I can’t vacillate between maybe and I don’t know. I have to fucking know. Or else my father will try to convince me to stay, and I need to confidently shut that shit down.

He’s the gateway to my freedom from medicine. From a generational legacy that has consumed me for an entire lifetime. Once I open that gate, I need to walk through and never turn back around.

Right now, in this moment…I’m not a hundred-percent sure yet, and I’d rather speak to my father face-to-face than say those permanent words over the phone.

I tuck my helmet beneath my arm. “Let me call you back when I get to my apartment—”

“Farrow,” he says quickly, concern tensing his voice.

I push into the break room and snatch a piece of pizza on my way out. Using my shoulder to prop my phone against my ear, I tell my father, “I’ll call you back—”

“Wait.” He stops me from hanging up.

“Hold on,” I say and wait to speak again until I’m outside, sun beating down on the pavement.

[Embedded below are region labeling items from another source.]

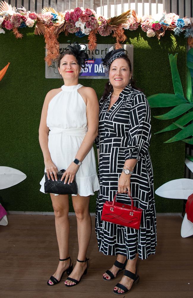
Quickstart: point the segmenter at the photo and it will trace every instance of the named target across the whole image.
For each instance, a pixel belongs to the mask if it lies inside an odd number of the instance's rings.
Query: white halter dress
[[[86,105],[78,92],[82,86],[80,84],[64,85],[62,91],[53,97],[48,105],[47,118],[47,126],[50,130],[48,147],[52,160],[58,171],[66,170],[74,160],[86,133]],[[80,195],[93,195],[99,189],[93,147],[79,167],[75,180]],[[44,193],[45,182],[44,176],[40,182],[40,190]]]

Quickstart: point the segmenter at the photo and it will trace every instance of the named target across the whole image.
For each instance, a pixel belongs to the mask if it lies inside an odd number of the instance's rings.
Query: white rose
[[[5,33],[5,32],[4,30],[3,29],[2,29],[2,28],[0,29],[0,33],[3,33],[4,34]]]
[[[184,19],[183,20],[184,21],[184,23],[185,23],[185,26],[188,26],[189,24],[190,24],[190,19],[188,18]]]
[[[34,20],[28,18],[26,21],[26,25],[28,27],[33,27],[34,25]]]
[[[0,18],[0,26],[1,24],[4,21],[3,18]]]
[[[91,31],[91,28],[86,28],[84,30],[84,34],[85,35],[88,35],[90,33],[90,31]]]
[[[147,36],[148,37],[153,37],[155,35],[154,31],[151,29],[149,29],[147,31]]]

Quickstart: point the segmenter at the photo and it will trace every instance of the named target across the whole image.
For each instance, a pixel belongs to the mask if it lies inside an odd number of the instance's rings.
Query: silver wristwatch
[[[127,175],[128,174],[130,174],[130,175],[132,175],[133,173],[133,172],[132,171],[129,171],[129,170],[128,170],[127,169],[123,169],[122,170],[122,172],[123,172],[124,173],[126,174]]]

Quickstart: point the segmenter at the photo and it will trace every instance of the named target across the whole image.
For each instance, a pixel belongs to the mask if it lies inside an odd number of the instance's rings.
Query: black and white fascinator
[[[105,77],[109,76],[110,65],[113,61],[118,58],[119,58],[126,54],[126,52],[124,49],[118,49],[113,50],[113,46],[110,48],[105,58],[101,58],[102,62],[101,64],[105,67]]]
[[[86,61],[88,59],[88,56],[81,45],[76,41],[74,43],[73,46],[69,45],[68,47],[69,48],[67,50],[72,52],[76,57],[79,65],[83,69],[86,67]]]

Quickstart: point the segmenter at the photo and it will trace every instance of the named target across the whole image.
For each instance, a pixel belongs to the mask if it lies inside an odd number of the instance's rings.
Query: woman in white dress
[[[68,195],[50,194],[60,260],[47,284],[53,285],[58,283],[66,272],[70,275],[65,285],[73,286],[86,274],[88,266],[86,256],[91,229],[90,196],[99,188],[92,147],[98,134],[99,107],[94,90],[78,83],[81,67],[85,67],[88,55],[77,44],[69,47],[58,59],[58,69],[64,85],[51,90],[46,96],[39,140],[48,179],[57,180],[57,172],[64,169],[66,171],[61,180],[69,184],[75,177],[78,186],[77,195],[72,195],[79,248],[73,269],[69,252]],[[40,183],[43,192],[45,181],[44,176]]]

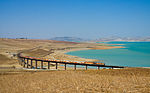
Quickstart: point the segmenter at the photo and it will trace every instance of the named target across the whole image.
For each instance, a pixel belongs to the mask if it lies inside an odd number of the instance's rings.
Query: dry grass
[[[149,93],[150,69],[7,73],[0,75],[0,88],[0,93]]]

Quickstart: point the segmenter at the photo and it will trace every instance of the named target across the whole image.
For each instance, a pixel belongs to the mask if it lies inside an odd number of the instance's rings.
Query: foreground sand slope
[[[149,93],[150,69],[1,71],[0,93]]]

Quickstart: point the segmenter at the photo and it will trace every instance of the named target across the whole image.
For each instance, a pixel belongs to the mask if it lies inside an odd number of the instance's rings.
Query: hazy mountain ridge
[[[150,37],[109,37],[99,38],[96,41],[150,41]]]
[[[76,38],[76,37],[54,37],[51,38],[50,40],[57,40],[57,41],[69,41],[69,42],[81,42],[81,41],[86,41],[81,38]]]

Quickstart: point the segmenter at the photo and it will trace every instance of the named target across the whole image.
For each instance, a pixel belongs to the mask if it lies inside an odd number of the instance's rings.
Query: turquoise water
[[[125,48],[107,50],[81,50],[68,52],[69,55],[99,59],[106,65],[150,67],[150,42],[107,42],[125,44]]]

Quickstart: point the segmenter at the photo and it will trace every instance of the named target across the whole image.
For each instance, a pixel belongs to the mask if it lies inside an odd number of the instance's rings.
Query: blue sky
[[[150,0],[0,0],[0,37],[150,36]]]

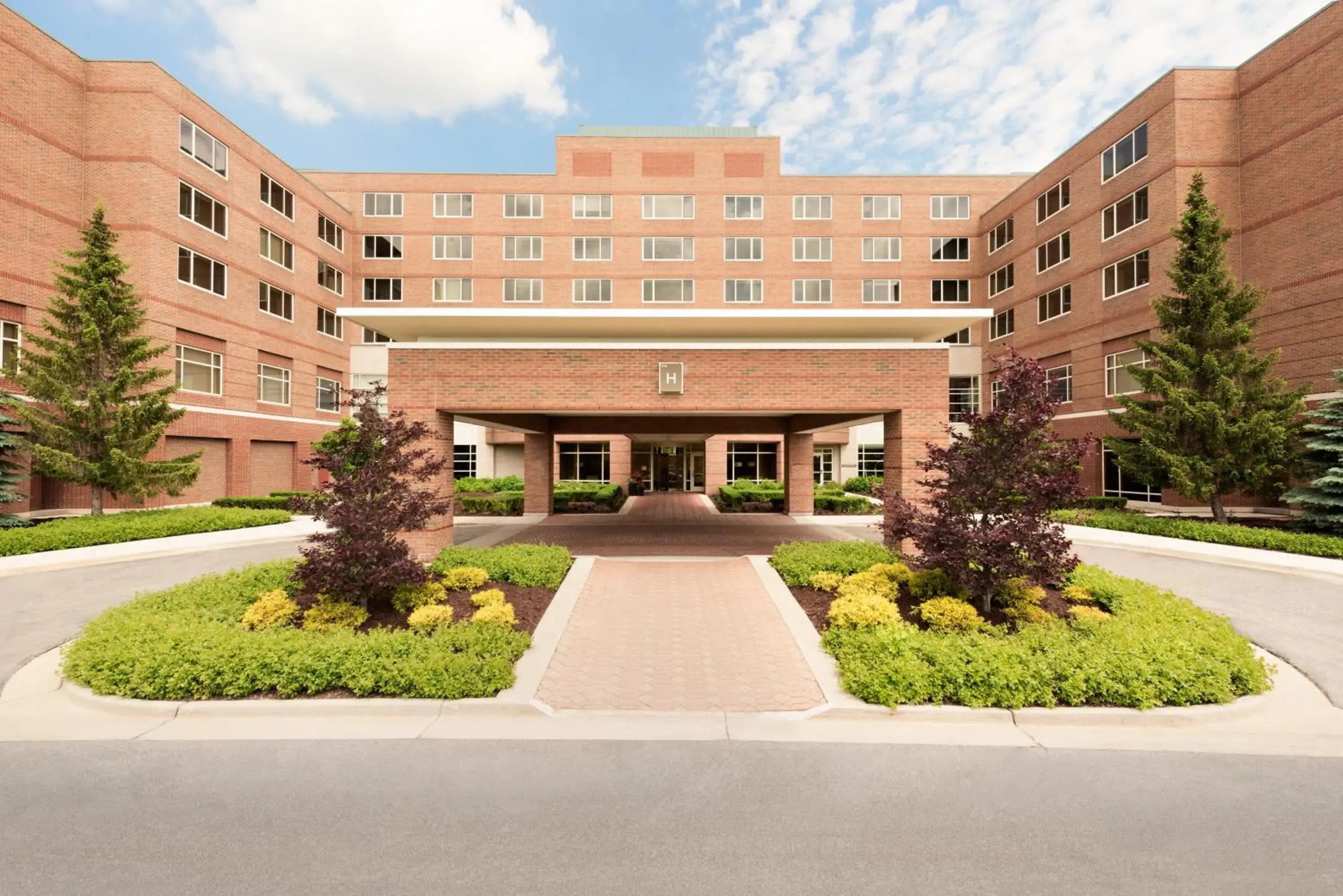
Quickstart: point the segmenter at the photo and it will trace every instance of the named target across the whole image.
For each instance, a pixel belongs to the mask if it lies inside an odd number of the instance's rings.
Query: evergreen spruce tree
[[[90,513],[99,514],[105,496],[180,494],[200,472],[200,453],[145,459],[185,412],[169,404],[175,386],[154,387],[171,376],[153,363],[168,347],[140,332],[145,310],[121,277],[126,265],[101,206],[81,236],[83,247],[67,251],[73,263],[56,274],[44,334],[26,340],[11,375],[32,400],[11,400],[9,408],[26,430],[34,469],[87,485]]]
[[[1171,230],[1179,240],[1168,269],[1174,294],[1152,300],[1160,339],[1138,343],[1148,365],[1129,368],[1147,396],[1117,396],[1123,412],[1111,412],[1140,441],[1105,443],[1124,473],[1207,501],[1225,523],[1223,496],[1276,497],[1287,488],[1308,388],[1270,379],[1279,353],[1250,347],[1249,316],[1262,294],[1237,287],[1226,263],[1232,231],[1203,188],[1197,172]]]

Sirens blare as an ambulance speeds towards the emergency entrance, and a couple women in teal scrubs smoke on a wooden bench.

I put the phone on speaker to free my hands. “Okay.” I bite into my pizza, the first thing I’ve eaten in over twelve hours. The food sits like lead in my empty stomach.

“Listen to me, Farrow. I’ve been where you are.”

No shit. I check traffic before I cross the street to the parking lot.

“I know being a med intern is hard,” my father continues. “You work long, excruciating hours, and you leave a shift exhausted. But whatever you saw and did today, don’t bring it home with you. Don’t let it torture you.”

He assumes that I’m emotionally unavailable to handle his call. I may’ve had a fifteen-year-old girl code seven times in the past five hours, but I’ve never let any of that affect my job.

The problem: if I plan to quit medicine someday soon, then I shouldn’t be setting myself up to be a concierge doctor.

It’s that simple.

I approach my black Yamaha motorcycle in the parking lot. “I’m not that spent,” I tell my father. “I’m just not exactly excited to take house calls and check a little kid’s flu symptoms.”

“The call isn’t about one of the little kids, and it’s not an illness.”

My brows arch, and I find myself frozen in place. Not an illness.

I can’t ignore this call. No part of me wants to sit on the sidelines when I have the ability to help. But it’s making walking away from medicine that much harder.

I kick up the Yamaha’s stand. “Who’s hurt?” I ask for details, subtly agreeing to what my father wants.

He knows it too. “We’ll talk more when you’re at your apartment. Call me back.” He hangs up first, but only after he dangled a giant carrot in my face.

I pocket my phone and put on my helmet, flipping down the visor.

And like a stupid ass, I hunger towards the temptation.

When I graduated medical school, I decided to save on rent and room with other doctors from Philadelphia General. I live a little north of Center City in an old gothic school that was converted into lofts. I don’t really give a shit about the “original chalkboards” or the dark walnut paneling or a city view.

Basically, it’s cheap with three roommates and close to the hospital. Good enough for me.

Inside my apartment, I set my motorcycle helmet on the kitchen counter next to a Post-it note and then dial my father’s number.